Diagram of the IEEE 30 power system.
The Latin hypercube method generates 100 samples (Shu et al., 2014) to construct the proposed distributionally robust optimization model. The upper and lower bounds of predicted output, available power, and uncertainties of wind plants are shown in Figure 3.
FIGURE 3

Power chart of the wind plant.
Cooperative Dispatch Results of W-HHS
To analyze the influence of heat balance and hydrogen balance on the dispatch strategy of HPS, we study four different scenarios, which are listed as follows. The results are shown in Table 2.
TABLE 2
| Scenarios | Operation cost of units ($×106) | Wind plant profits ($×106) | Residual hydrogen (kg) | Residual thermal energy (kW⋅h) | Wind plant availability coefficient |
|---|---|---|---|---|---|
| Case 1 | 0.14223 | 0.21934 | −25.04 | — | 1 |
| Case 2 | 0.14645 | 0.20951 | −19.86 | 126.44 | 0.9552 |
| Case 3 | 0.14564 | 0.20575 | 22.58 | −489.15 | 0.9381 |
| Case 4 | 0.14696 | 0.20546 | 22.50 | 135.95 | 0.9364 |
Cooperative dispatch results.
Case 1: Heat and hydrogen balance constraints are not considered;
Case 2: Only heat balance constraints are considered;
Case 3: Only hydrogen balance constraints are considered;
Case 4: Both hydrogen and heat balance constraints are considered.
It can be seen from Table 2 that where the hydrogen and heat balance constraints are ignored (Case 1), the dispatchable power of the wind plant is equal to the predicted value, and the operation cost of conventional units is the lowest. However, 25.04 kg extra hydrogen is needed to support the 24-h operation of the hybrid system. As constraints are added into the model, the availability coefficient of the wind plant decreases to meet hydrogen and heat balance requirements, and the cost of conventional units increases. Compared with Case 1, the wind plant availability coefficient in Case 4 has dropped by 6.33%, and the cost of conventional units has increased by 3.4%. The results of conventional unit dispatch in the four scenarios are shown in Figure 4.
FIGURE 4

Dispatch results of conventional units.
According to the results in Case 2 and 3, we can figure out that the dispatch strategy that only satisfies the hydrogen balance or the heat balance requires the extra hydrogen or thermal supplement. It can be seen that when the system has sufficient day-ahead initial hydrogen storage or thermal storage, the corresponding dispatch strategy can also be adapted to increase the grid-connected power output of wind plants. When the initial hydrogen energy storage and the thermal storage are insufficient, the wind plant availability coefficient can only be reduced, and the dispatch strategy in Case 4 is adopted to maintain this efficient and economical operation of the HESS. Figure 5 shows the operation of the HESS in the four Cases.
FIGURE 5

Operation of hydrogen energy storage system.
It can be seen from Figure 5 that the PEMFC in Case 2 consumes extra hydrogen to provide an up-reserve for the hybrid system, improving the availability coefficient of wind power and meeting the heat balance constraints.
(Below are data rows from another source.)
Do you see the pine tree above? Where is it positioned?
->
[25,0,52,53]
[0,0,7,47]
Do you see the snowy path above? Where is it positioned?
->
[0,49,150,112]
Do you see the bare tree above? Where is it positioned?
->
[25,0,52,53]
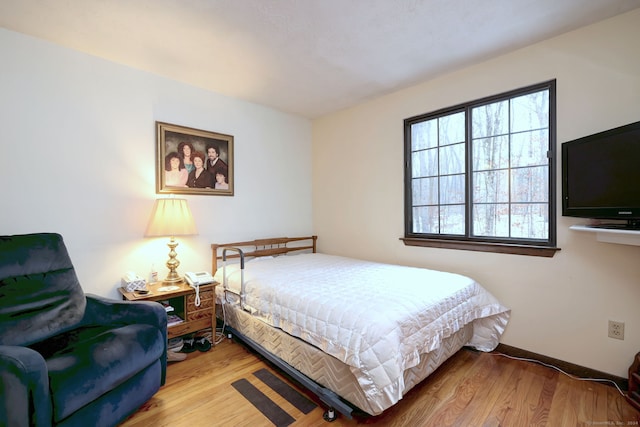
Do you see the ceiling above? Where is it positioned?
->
[0,0,640,118]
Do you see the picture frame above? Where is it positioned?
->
[156,122,234,196]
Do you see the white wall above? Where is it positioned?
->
[0,29,312,297]
[313,10,640,377]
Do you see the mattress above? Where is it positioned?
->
[216,253,510,414]
[218,305,473,415]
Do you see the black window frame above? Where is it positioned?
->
[401,79,560,257]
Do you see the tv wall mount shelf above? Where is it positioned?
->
[569,221,640,246]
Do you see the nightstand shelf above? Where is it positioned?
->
[118,282,218,344]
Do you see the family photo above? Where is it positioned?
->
[156,122,233,196]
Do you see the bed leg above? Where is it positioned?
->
[322,408,338,422]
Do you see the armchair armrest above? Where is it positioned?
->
[0,345,53,426]
[82,294,168,384]
[82,294,167,332]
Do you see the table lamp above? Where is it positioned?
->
[144,199,198,283]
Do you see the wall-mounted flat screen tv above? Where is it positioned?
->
[562,122,640,228]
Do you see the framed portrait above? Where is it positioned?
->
[156,122,233,196]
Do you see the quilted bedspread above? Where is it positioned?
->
[216,254,510,408]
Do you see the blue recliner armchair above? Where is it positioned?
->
[0,233,167,427]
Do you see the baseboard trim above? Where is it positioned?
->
[495,343,629,392]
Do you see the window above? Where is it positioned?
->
[403,80,557,256]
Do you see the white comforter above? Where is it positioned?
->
[216,254,510,401]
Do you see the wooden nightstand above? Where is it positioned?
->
[118,282,218,345]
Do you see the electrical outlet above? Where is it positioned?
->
[609,320,624,340]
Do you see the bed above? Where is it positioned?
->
[211,236,510,421]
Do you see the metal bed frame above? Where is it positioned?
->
[211,236,354,422]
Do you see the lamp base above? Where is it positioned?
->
[162,237,183,284]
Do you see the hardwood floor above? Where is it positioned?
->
[122,339,640,427]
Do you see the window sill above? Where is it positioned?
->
[400,237,560,258]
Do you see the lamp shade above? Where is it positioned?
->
[144,199,198,237]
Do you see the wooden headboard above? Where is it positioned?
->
[211,236,318,274]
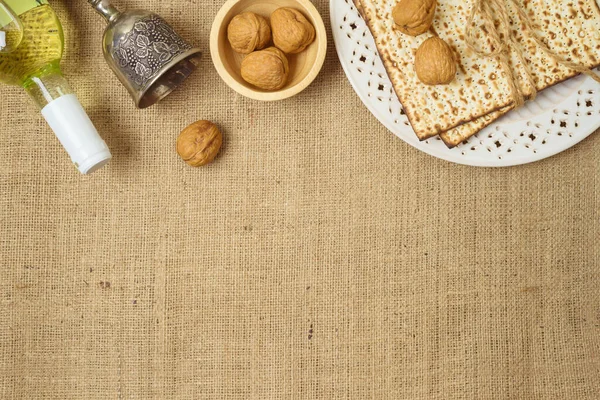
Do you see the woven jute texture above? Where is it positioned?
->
[0,0,600,400]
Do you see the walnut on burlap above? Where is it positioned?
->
[0,0,600,400]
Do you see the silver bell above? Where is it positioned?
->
[88,0,201,108]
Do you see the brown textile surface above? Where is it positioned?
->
[0,0,600,400]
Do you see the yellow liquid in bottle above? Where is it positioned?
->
[0,5,64,85]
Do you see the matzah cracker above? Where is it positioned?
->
[352,0,513,140]
[354,0,510,148]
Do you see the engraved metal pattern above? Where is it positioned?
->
[330,0,600,167]
[112,15,192,88]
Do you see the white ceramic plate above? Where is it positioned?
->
[330,0,600,167]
In Case 3, the availability coefficient of the wind plant decreases. We can see that the probability of wind power curtailment increases while the probability of load curtailment decreases. The W-HHS calls the electrolyzer to increase hydrogen production, and the PEMFC is controlled to consume less hydrogen, thereby satisfying the hydrogen balance constraint. The SOC changes of hydrogen balance and heat balance are shown in Figure 6.
FIGURE 6

SOC change of hydrogen energy storage system.
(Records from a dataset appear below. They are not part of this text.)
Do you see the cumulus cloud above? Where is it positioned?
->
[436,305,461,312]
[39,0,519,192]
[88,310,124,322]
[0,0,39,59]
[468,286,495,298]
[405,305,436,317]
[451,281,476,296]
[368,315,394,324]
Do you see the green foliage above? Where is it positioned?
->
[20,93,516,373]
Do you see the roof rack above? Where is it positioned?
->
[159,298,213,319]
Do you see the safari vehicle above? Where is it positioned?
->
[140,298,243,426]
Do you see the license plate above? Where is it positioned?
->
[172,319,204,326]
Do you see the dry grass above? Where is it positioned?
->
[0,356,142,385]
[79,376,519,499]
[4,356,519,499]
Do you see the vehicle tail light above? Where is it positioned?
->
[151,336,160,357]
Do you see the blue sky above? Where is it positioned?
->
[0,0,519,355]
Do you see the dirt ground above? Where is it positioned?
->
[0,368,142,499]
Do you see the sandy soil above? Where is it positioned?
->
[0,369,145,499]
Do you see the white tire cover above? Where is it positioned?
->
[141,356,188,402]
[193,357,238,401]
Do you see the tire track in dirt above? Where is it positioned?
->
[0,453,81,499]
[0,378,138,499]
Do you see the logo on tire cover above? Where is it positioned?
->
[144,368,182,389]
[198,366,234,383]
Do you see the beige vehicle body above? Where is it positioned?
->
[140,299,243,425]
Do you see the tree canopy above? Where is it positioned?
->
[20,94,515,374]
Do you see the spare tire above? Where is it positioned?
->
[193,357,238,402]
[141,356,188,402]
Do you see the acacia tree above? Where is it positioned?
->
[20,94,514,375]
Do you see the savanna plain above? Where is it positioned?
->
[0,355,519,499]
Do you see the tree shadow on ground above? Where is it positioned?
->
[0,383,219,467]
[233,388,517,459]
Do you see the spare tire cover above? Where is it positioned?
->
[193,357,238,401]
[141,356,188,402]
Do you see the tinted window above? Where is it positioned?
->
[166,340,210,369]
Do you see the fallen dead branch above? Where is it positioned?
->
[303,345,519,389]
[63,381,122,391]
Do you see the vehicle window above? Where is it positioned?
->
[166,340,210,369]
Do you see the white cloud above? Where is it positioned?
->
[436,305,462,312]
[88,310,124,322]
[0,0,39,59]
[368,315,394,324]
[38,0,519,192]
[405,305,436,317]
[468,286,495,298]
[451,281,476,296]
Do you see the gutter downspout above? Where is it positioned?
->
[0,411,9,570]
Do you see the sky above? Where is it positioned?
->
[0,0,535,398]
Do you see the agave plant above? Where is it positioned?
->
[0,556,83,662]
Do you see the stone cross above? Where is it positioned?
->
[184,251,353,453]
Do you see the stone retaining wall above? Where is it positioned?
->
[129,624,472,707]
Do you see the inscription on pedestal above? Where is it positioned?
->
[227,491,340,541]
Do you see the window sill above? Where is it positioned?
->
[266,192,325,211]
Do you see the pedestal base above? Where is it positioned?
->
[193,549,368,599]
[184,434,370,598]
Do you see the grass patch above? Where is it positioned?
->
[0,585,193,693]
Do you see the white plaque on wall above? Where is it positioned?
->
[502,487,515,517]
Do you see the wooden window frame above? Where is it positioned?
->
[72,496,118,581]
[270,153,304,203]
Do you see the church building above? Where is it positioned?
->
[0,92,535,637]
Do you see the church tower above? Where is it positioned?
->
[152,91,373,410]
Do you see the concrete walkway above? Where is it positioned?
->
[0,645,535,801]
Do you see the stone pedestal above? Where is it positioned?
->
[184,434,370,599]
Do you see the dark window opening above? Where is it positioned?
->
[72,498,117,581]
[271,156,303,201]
Figure 6 shows that only the dispatch strategy adopted in Case 4 can simultaneously satisfy the heat and hydrogen balance constraints. In this case, the hydrogen tank will have the remaining hydrogen. The remaining hydrogen can be used in the subsequent optimal dispatch to increase the grid-connected output of the wind plant, reflecting the character of hydrogen energy storage’s cross-cycle energy storage. When the heat balance SOC shown in Figure 6 is less than 0, it indicates that the hydrogen energy storage system must rely on additional supplementary heat energy to maintain the regular operation. This working condition means that the hydrogen energy storage system’s thermal energy generated and stored is not enough to maintain the heat balance of intermittent work. In practice, the system’s hydrogen production and power generation efficiency will decline to generate sufficient thermal energy.
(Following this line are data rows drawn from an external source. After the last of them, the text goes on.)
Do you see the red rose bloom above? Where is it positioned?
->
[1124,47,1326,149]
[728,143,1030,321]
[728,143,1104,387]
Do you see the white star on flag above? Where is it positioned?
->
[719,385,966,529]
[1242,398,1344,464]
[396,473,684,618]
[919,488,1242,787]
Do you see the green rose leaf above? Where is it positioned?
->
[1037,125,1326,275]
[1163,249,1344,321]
Compared with Case 3, the optimal strategy in Case 4 further reduces the wind plant’s available power and grid-connected power to satisfy the heat balance. It can be seen that the heat balance constraint reduces the profits of the hybrid system. Thus, the factors that affect the heat balance constraint should be further analyzed to reduce the impact of heat balance on the operation of HESS.
Analysis of Impact Factors on Heat Balance
From the results in Figures 5, 6, we can easily find out that when the W-HHS is in operation, the electrolyzer and PEMFC run intermittently. The electrolyzer cannot run at full power, and the PEMFC is always in reserve mode for a long time in an operation cycle. According to the heat balance model given in Eq. 5, 15, whether the heat produced can meet the heat lost by the system mainly depends on the heat dissipation coefficient of the electrolyzer and PEMFC. Therefore, the influence of the heat dissipation coefficient on the heat balance SOC constraint should be analyzed. Thus, we take the heat dissipation coefficient in a range of [1/900, 1/1,500] to study the performance of the waste heat utilization system. The results are shown in Table 3.
TABLE 3
| Heat dissipation coefficient (°C−1) | Wind plant availability coefficient | Residual hydrogen (kg) | Residual thermal energy (kW⋅h) |
|---|---|---|---|
| 1/900 | 0.9241 | 27.96 | 61.5 |
| 1/1,000 | 0.9346 | 22.5 | 135.95 |
| 1/1,100 | 0.9379 | 17.9 | 812.5 |
| 1/1,200 | 0.9431 | 13.98 | 996.9 |
| 1/1,300 | 0.9446 | 12.79 | 1,187.7 |
| 1/1,400 | 0.9446 | 12.79 | 1,365.8 |
Influence of heat dissipation coefficient.
Table 3 shows that as the heat dissipation coefficient decreases, the operation is less influenced by the heat balance constraints. The high availability coefficient of the wind plant results in a decreased operation probability of the electrolyzer and an increased working time of the PEMFC. Hydrogen storage drops accordingly. Also, due to the decrease of heat dissipation, the thermal energy stored in the thermal tank gradually increases.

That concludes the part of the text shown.